Critiqué, voire insulté pour ses propos sur la guerre en Ukraine par tout ce que le pays compte de grandes consciences morales (et Dieu sait qu’il n’en manque pas…),
Nicolas Sarkozy n’en a pas moins dit,
dans son entretien accordé au Figaro Magazine, un certain nombre de vérités avec une liberté de ton qui tranche sur le conformisme ambiant. Pour commencer, il a bien sûr rappelé que l’agression russe violait le droit international mais que pour autant, si on voulait sortir d’un conflit qui s’annonce aussi interminable que meurtrier, il fallait comprendre trois choses.
D’abord que l’Ukraine est à l’évidence un pont entre la Russie et l’Europe occidentale. À l’est, les communautés russophones et russophiles sont nombreuses et plus on va vers l’ouest, plus on se rapproche de la Pologne et plus on est pro-américain.

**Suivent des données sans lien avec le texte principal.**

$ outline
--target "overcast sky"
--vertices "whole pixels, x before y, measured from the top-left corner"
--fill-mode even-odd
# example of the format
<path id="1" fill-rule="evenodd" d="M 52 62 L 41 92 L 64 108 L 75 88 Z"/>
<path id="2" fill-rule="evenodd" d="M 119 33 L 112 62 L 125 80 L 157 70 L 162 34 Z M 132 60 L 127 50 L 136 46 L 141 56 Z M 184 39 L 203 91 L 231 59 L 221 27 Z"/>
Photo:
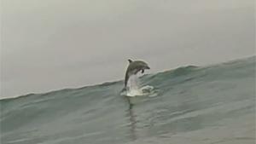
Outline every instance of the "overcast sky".
<path id="1" fill-rule="evenodd" d="M 253 0 L 2 0 L 1 96 L 255 55 Z"/>

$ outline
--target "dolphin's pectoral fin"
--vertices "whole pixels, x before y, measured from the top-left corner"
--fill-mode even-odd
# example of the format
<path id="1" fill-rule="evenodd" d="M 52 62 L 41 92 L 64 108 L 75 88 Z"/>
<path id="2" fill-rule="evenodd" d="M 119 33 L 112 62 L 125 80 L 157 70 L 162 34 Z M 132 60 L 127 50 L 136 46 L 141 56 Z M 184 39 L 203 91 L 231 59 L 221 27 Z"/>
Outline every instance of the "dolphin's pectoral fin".
<path id="1" fill-rule="evenodd" d="M 131 63 L 131 62 L 132 62 L 132 60 L 128 59 L 128 61 L 129 61 L 129 63 Z"/>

Tant par son histoire, sa géographie et sa diversité culturelle explosive, l’Ukraine n’a vocation à entrer ni dans l’Otan ni dans l’UE. Dire le contraire, c’est non seulement lui faire miroiter des fausses promesses, mais c’est prendre le risque, comme l’a démontré la guerre civile du Donbass, de la déchirer.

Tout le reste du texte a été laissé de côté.